Although regions outside the PMC, including the frontal and medial temporal lobes, have been implicated in previous activation studies of MCI subjects, findings in the PMC are the strongest in studies looking at both activation and deactivation [14], [21]. Because our previous crossectional data in AD, amnestic MCI and control subjects revealed the most robust fMRI changes in the PMC [21], we focused on this region as the best possible predictor of cognitive decline in amnestic MCI subjects in the present study. To our knowledge no prior study has tested the prognostic value of PMC deactivation in MCI.

Methods

Subjects

The study was approved by our Institutional Review Board and conducted in compliance with the Health Insurance Portability and Accountability Act. Subjects satisfying entry criteria were recruited from the local community via advertisements and referrals. All subjects gave written informed consent prior to participation. When appropriate, consent was also obtained from an informant and/or legal guardian consistent with current practices for AD research [22]. A total of 98 subjects (mean age±SD = 73.4±7.2, 49M, 49F, 20 mild AD, 44 MCI, 34 controls) were recruited and underwent fMRI scanning. Of these subjects, 23 (7 mild AD, 10 MCI, 6 controls) were eliminated because of technical factors or insufficient quality of fMRI scan data (see Exclusion Criteria), leaving 75 subjects for analysis (mean age±SD = 72.9±7.2, 37M, 38F, 13 mild AD, 34 MCI, 28 controls) (Table 1).

Entry Criteria

All subjects were fluent in English. Subjects underwent diagnostic evaluations including a clinical interview and focused neurological and mental status exam, review of medical history, demographic inventory (age, gender, education) and brain MRI scan. Subjects then underwent neuropsychological testing including the California Verbal Learning Test (CVLT) II [23], Logical Memory and Visual Reproduction tests from the Wechsler Memory Scale (WMS) III [24], the Mini-Mental State Exam (MMSE) [25], a Clinical Dementia Rating (CDR)[26] interview with patient and informant, Beck-II Depression Scale [27], and Rosen-modified Hachinski vascular dementia rating scale [28].

Inclusion Criteria

Mild AD subjects met the following criteria: 1) a history of progressive cognitive worsening for at least 1 year; 2) a Rosen-modified Hachinski score of ≤4; 3) National Institute of Neurological Disorders and Stroke (NINCDS-ADRDA) [29] criteria for probable AD; 4) an MMSE score of ≥20, 5) a CDR global score of 1.0 (mild dementia), with a memory score of at least 1.0.

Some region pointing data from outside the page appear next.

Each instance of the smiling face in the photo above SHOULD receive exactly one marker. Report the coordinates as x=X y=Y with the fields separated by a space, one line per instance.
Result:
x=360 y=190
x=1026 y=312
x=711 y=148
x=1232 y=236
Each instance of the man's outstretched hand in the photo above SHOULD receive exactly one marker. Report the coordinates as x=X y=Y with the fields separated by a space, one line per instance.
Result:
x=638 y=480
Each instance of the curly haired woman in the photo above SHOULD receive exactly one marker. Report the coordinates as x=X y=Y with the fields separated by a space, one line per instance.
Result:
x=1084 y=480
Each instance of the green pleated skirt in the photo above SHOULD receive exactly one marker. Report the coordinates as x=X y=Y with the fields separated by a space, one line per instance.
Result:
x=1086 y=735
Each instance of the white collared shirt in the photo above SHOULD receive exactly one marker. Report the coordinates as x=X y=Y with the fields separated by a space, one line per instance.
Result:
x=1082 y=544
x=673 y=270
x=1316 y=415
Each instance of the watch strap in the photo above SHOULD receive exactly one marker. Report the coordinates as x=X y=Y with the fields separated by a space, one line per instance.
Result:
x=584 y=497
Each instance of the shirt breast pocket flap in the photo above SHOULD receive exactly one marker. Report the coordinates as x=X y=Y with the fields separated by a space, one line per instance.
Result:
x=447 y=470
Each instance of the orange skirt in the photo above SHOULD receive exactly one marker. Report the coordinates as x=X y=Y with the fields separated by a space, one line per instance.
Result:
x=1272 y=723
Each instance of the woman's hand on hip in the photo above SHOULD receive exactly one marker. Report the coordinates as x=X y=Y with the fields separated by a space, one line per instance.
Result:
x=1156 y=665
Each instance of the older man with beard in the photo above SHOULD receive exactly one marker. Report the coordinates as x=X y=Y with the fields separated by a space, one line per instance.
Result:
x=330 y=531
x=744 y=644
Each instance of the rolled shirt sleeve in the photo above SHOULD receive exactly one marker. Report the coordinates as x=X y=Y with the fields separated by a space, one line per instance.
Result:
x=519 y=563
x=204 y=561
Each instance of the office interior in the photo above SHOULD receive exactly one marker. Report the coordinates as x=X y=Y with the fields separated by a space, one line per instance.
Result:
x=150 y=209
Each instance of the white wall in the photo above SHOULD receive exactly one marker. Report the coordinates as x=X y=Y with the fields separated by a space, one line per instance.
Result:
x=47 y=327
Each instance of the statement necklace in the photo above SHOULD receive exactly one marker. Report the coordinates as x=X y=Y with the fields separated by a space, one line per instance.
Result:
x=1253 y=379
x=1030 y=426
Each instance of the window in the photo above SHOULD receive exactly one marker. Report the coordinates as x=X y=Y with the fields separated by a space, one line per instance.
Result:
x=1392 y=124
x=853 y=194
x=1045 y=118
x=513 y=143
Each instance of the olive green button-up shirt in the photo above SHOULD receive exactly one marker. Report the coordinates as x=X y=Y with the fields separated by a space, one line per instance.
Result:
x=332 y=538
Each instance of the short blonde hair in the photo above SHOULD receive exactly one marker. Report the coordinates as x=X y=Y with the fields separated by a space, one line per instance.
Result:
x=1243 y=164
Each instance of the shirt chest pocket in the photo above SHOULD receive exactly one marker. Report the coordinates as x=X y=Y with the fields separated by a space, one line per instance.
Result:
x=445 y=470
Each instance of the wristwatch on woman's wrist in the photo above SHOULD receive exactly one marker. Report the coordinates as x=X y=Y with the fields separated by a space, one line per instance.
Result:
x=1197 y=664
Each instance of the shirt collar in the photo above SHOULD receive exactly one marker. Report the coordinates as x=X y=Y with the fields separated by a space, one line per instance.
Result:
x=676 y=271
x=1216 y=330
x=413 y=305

MCI (amnestic type) subjects met the following criteria: 1) recent history of symptomatic worsening in memory; 2) a Rosen-modified Hachinski score of ≤4; 3) impaired delayed recall memory performance; 4) MMSE score of 22–30; 5) CDR global score of 0.5, with 0.5 or greater on the memory score; 6) did not meet NINDS or DSM-IV criteria for dementia, 7) normal or near normal independent function; and 8) absence of other factors that might have better explained memory loss, for example, current major depression. These criteria were derived from prior research [30]. Five subjects classified as MCI did not have an informant and hence their baseline CDR score was inferred using other information for classification purposes.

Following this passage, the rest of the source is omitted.